Now the flow is much simpler from a lightningd POV:
1. If we want to connect to a peer, just send gossipd `gossipctl_reach_peer`.
2. Every new peer, gossipd hands up to lightningd, with global/local features
and the peer fd and a gossip fd using `gossip_peer_connected`
3. If lightningd doesn't want it, it just hands the peerfd and global/local
features back to gossipd using `gossipctl_handle_peer`
4. If a peer sends a non-gossip msg (eg `open_channel`) the gossipd sends
it up using `gossip_peer_nongossip`.
5. If lightningd wants to fund a channel, it simply calls `release_channel`.
Notes:
* There's no more "unique_id": we use the peer id.

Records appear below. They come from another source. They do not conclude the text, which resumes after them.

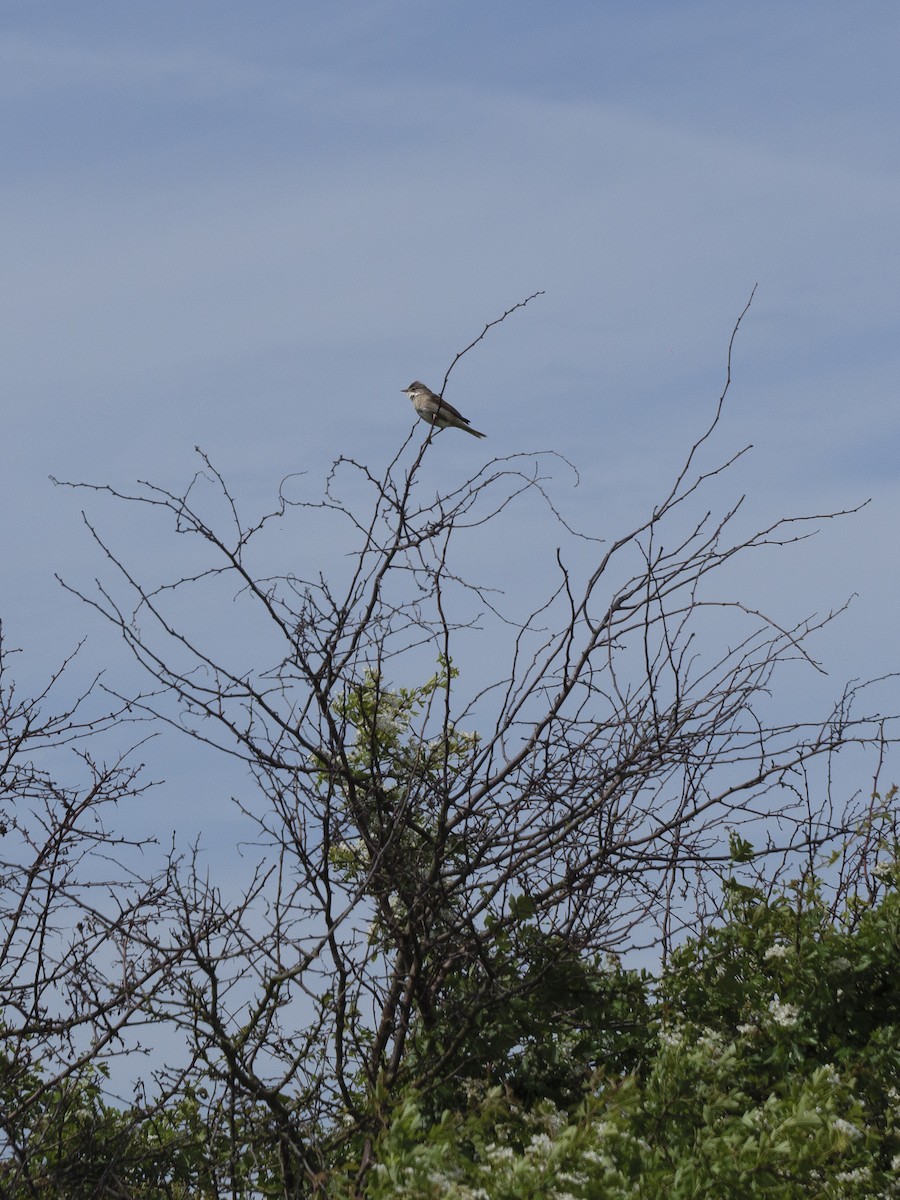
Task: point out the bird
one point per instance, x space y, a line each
436 411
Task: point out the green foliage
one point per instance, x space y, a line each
774 1073
557 1020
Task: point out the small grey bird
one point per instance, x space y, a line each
436 411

* For the moment, we don't ask gossipd when we're told to list peers, so
connected peers without a channel don't appear in the JSON getpeers API.
* We add a `gossipctl_peer_addrhint` for the moment, so you can connect to
a specific ip/port, but using other sources is a TODO.
* We now (correctly) only give up on reaching a peer after we exchange init
messages, which changes the test_disconnect case.
Signed-off-by: Rusty Russell <rusty@rustcorp.com.au>
Also, we split the more sophisticated json_add helpers to avoid pulling in
everything into lightning-cli, and unify the routines to print struct
short_channel_id (it's ':', not '/' too).